Demo project using multi-armed bandit algorithm
Simple Unity project demonstrating the multi-armed bandit algorithm.
In the simplest scenario, there is a single room that contains two chests. Opening a chest either yields a diamond (a good thing) or a ghost (a bad thing). Opening the same chest multiple times will yield a different sequence of diamonds and ghosts based on some underlying probability of yielding a diamond. For example, a chest that has a probability of 0.5 means that it will yield a 50-50 mix of diamonds and ghosts, while a probability of 0.9 means that it will yield a diamond nine out of every ten times, approximately. Note that each chest has its own true probability that the agent (in this case, the entity deciding which chest to open) is not aware of. Each time an agent selects a chest, they either receive a positive reward in the case of finding a diamond, or a negative reward in the case of finding a ghost. The goal of the agent is to maximize its total reward over a number of trials - in each trial the agent is allowed to select any chest.

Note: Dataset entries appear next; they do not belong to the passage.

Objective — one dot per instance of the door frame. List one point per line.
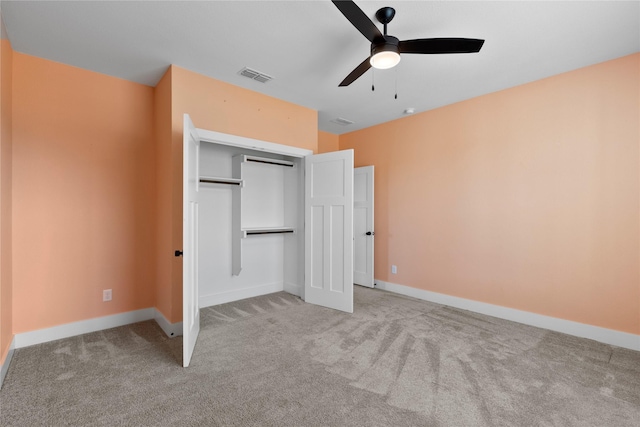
(367, 278)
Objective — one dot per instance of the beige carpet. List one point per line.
(276, 361)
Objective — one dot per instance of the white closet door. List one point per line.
(191, 182)
(363, 226)
(329, 230)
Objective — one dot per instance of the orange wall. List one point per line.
(163, 143)
(84, 194)
(526, 198)
(221, 107)
(6, 324)
(328, 142)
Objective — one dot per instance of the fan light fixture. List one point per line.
(384, 60)
(385, 53)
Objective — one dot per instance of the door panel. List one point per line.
(329, 230)
(362, 224)
(191, 182)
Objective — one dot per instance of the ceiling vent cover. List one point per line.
(341, 121)
(255, 75)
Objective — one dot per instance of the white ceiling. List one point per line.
(309, 46)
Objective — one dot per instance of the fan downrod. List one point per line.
(384, 16)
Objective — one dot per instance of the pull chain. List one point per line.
(396, 96)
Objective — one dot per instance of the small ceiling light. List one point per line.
(385, 55)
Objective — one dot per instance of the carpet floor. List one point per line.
(277, 361)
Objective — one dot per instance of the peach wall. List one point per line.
(328, 142)
(527, 198)
(222, 107)
(83, 194)
(163, 251)
(6, 312)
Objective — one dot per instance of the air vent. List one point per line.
(341, 121)
(255, 75)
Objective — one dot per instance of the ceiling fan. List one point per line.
(386, 49)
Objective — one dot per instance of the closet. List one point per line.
(251, 224)
(260, 217)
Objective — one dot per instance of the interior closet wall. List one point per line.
(268, 198)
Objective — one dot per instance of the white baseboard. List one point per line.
(235, 295)
(171, 329)
(596, 333)
(293, 289)
(4, 368)
(40, 336)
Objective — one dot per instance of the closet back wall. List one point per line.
(83, 194)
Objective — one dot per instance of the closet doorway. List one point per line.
(310, 232)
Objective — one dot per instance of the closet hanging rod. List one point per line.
(249, 233)
(221, 181)
(269, 161)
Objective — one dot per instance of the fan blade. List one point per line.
(442, 45)
(357, 72)
(357, 17)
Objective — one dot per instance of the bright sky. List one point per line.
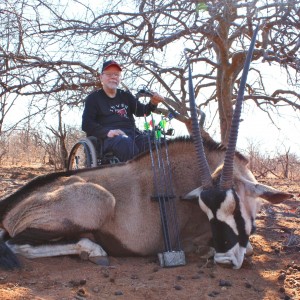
(256, 128)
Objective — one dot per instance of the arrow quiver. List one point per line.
(164, 193)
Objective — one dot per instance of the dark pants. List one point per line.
(126, 147)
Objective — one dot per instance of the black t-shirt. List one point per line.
(102, 113)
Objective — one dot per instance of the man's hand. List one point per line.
(156, 98)
(115, 132)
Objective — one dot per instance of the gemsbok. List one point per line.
(109, 209)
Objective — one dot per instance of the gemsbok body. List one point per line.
(54, 214)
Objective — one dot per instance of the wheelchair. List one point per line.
(88, 153)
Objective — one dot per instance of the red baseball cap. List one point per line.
(110, 63)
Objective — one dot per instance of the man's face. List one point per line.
(111, 77)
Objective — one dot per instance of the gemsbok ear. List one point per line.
(267, 193)
(193, 195)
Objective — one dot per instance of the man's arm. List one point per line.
(89, 119)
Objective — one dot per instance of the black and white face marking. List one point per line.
(231, 226)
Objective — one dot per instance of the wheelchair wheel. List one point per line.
(83, 155)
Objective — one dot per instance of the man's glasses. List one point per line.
(110, 75)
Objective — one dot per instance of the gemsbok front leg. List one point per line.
(53, 223)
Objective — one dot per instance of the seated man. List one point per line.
(108, 115)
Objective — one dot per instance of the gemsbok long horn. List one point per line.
(205, 174)
(227, 172)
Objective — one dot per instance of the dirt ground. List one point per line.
(273, 272)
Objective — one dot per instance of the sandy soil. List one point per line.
(273, 272)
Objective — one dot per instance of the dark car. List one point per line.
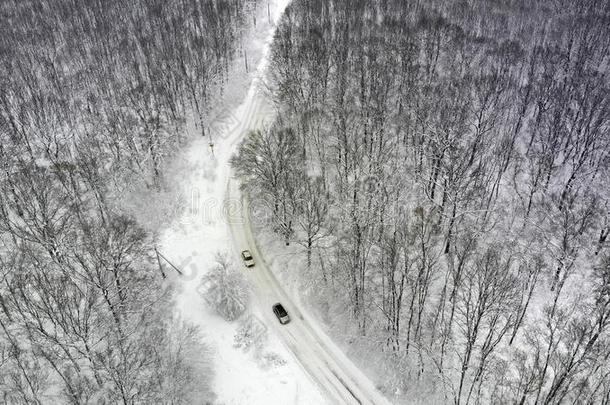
(281, 313)
(247, 258)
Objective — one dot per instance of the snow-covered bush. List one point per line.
(224, 288)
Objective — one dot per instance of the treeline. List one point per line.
(93, 96)
(446, 166)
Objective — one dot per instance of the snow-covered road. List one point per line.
(219, 221)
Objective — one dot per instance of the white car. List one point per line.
(247, 258)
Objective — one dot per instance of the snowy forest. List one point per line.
(94, 97)
(444, 168)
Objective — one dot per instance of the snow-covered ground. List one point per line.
(297, 363)
(269, 374)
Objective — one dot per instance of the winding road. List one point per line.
(334, 373)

If the agent is aware of the true underlying probability of each chest, then its task is quite simple, all it has to do is repeatedly select the chest that has the highest probability of yielding a diamond. However, in absence of this information, the best it can do is intelligently trade off between estimating the probabilities (called exploration) and selecting the chest with the highest estimated probability (called exploitation). An agent that only explores will waste all its trials estimating the probability for each chest without maximizing its own reward, while an agent that performs limited exploration will waste most of its trials exploiting based on inaccurate probability estimates. The key here is how to balance exploration and exploitation effectively.

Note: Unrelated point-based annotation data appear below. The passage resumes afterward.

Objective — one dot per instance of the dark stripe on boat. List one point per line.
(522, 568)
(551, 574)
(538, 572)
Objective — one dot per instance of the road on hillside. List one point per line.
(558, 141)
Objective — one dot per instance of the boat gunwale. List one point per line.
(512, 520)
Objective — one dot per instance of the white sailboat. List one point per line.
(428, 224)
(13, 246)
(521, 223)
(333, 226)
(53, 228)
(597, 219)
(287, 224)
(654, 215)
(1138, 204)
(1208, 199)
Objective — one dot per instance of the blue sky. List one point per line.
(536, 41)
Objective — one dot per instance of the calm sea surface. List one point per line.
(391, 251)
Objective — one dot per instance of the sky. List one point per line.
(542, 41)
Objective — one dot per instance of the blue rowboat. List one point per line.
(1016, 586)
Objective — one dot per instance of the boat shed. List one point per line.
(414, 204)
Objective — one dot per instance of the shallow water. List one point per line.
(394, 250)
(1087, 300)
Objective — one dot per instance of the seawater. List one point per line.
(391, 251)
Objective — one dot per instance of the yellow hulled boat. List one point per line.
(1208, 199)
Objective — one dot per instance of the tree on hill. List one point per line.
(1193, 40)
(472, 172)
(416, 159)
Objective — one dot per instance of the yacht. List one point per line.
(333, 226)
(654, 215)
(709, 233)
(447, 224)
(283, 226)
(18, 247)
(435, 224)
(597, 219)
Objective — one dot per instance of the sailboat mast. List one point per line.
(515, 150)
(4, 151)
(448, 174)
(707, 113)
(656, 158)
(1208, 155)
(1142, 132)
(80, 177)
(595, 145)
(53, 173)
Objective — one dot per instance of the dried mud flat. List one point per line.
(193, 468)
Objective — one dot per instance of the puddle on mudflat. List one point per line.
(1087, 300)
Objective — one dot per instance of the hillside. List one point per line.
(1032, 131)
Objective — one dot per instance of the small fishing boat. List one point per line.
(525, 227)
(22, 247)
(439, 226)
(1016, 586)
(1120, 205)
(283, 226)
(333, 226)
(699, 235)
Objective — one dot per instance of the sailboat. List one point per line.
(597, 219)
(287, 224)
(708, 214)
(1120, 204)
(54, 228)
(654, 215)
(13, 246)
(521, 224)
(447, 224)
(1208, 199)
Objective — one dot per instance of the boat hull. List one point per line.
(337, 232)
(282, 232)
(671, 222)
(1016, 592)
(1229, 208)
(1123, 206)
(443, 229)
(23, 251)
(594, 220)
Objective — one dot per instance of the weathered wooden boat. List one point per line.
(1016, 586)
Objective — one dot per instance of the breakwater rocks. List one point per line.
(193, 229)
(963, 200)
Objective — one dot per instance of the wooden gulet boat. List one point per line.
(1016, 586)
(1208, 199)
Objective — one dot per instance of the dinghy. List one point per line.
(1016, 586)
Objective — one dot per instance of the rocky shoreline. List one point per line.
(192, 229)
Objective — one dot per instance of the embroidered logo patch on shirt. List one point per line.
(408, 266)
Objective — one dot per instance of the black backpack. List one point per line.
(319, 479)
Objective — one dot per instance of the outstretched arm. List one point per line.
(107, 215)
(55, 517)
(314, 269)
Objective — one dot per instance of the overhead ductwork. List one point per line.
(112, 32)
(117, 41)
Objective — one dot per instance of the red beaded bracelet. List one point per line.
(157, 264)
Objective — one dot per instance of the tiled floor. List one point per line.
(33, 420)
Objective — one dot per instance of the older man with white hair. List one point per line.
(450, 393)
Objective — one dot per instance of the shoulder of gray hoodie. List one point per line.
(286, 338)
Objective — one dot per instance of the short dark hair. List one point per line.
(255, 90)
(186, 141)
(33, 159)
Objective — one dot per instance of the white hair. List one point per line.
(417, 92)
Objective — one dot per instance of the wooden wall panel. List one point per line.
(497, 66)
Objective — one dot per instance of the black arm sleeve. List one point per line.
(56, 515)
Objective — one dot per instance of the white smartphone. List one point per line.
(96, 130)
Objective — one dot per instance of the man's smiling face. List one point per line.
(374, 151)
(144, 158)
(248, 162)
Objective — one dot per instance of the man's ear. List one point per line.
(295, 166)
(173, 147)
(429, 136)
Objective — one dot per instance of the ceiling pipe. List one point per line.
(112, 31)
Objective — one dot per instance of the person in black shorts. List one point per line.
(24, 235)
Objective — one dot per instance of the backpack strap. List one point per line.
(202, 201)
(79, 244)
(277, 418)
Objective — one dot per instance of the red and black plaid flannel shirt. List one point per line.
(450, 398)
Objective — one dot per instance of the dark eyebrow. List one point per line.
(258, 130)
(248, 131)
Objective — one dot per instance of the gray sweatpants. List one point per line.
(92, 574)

The simplest scenario of a single room that contains two chests can be expanded to include multiple rooms with several chests. In this demo you’ll be able to select between a stateless bandit (one room) or a contextual bandit (three rooms). For either of those two scenarios you can choose the number of chests in each room (two through five) in addition to a few other settings discussed below.
For more information on how the agent learns a strategy for trading exploration and exploitation, check out our corresponding post in the Unity AI blog.

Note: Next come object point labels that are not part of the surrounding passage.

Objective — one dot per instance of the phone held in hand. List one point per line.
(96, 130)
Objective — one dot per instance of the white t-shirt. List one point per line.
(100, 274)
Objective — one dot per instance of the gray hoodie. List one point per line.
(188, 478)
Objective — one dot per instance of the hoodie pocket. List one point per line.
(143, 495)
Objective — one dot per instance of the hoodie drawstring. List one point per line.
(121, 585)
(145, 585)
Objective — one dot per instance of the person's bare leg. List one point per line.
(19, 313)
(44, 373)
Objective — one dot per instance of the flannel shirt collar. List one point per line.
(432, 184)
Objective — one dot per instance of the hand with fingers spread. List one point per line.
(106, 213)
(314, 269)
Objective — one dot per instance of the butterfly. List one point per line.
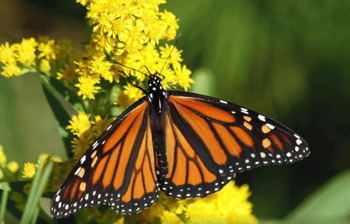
(184, 144)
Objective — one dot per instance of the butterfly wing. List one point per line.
(118, 169)
(209, 140)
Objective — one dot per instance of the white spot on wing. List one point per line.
(270, 126)
(82, 160)
(77, 171)
(262, 118)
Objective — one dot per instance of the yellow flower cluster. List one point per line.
(12, 166)
(20, 58)
(229, 205)
(29, 169)
(126, 32)
(126, 26)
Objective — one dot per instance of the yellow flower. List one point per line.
(174, 57)
(63, 48)
(10, 70)
(221, 210)
(47, 50)
(12, 166)
(183, 77)
(67, 75)
(29, 170)
(26, 51)
(99, 66)
(87, 88)
(3, 158)
(83, 2)
(79, 124)
(123, 100)
(56, 159)
(80, 145)
(45, 66)
(7, 53)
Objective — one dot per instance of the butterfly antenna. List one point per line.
(170, 52)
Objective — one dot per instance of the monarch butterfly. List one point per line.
(185, 144)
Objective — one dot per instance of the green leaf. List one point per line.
(329, 204)
(66, 94)
(4, 196)
(62, 117)
(31, 209)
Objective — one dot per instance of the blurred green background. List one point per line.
(288, 60)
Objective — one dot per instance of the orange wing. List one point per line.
(118, 169)
(209, 140)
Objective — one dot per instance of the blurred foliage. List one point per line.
(286, 59)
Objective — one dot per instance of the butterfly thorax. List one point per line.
(156, 93)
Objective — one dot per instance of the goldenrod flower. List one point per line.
(80, 145)
(7, 54)
(29, 170)
(174, 57)
(3, 158)
(12, 166)
(229, 205)
(56, 159)
(63, 48)
(79, 124)
(123, 100)
(11, 69)
(26, 51)
(47, 50)
(87, 87)
(183, 77)
(170, 217)
(99, 66)
(68, 75)
(45, 66)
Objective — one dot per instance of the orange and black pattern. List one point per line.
(185, 144)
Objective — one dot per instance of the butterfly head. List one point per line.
(156, 92)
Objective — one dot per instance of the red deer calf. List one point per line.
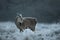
(25, 22)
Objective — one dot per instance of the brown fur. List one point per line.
(26, 22)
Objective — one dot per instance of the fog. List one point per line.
(43, 10)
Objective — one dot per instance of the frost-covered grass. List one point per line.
(9, 31)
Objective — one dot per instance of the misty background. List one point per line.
(43, 10)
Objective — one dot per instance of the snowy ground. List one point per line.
(9, 31)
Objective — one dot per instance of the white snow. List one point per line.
(9, 31)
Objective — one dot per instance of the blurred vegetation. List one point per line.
(43, 10)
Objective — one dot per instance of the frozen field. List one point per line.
(9, 31)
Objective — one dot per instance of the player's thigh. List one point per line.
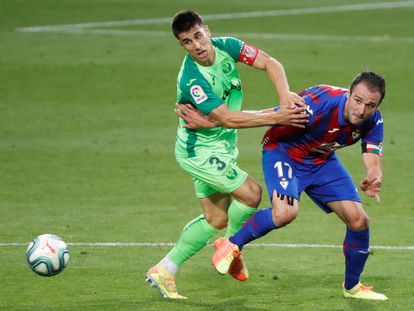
(351, 213)
(331, 182)
(213, 173)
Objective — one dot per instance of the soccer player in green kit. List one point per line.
(209, 80)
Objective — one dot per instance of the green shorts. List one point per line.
(212, 173)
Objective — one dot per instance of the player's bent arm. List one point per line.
(277, 75)
(371, 183)
(240, 119)
(373, 166)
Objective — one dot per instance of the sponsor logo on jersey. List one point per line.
(231, 174)
(198, 94)
(356, 134)
(190, 82)
(309, 110)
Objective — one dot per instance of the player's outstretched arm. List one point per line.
(241, 119)
(194, 117)
(277, 75)
(371, 183)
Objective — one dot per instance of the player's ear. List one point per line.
(207, 31)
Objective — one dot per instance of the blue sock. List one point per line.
(356, 251)
(255, 227)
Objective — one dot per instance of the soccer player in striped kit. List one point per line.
(296, 160)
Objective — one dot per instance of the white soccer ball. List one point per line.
(47, 255)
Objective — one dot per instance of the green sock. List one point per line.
(238, 213)
(194, 237)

Beyond this demo, check out our Q-learning demo and our Unity ML Agents repo which contains an SDK for applying more advanced methods to training behaviors within Unity.
The goal of this Unity project is to provide an informative visualization for the multi-arm bandit algorithm, enabling you to explore a variety of different settings.
To get started with this project:
Within the project:
Agent.cs
contains all of the multi-armed bandit logic. BanditEnvironment.cs
contains all of the environment-specific logic.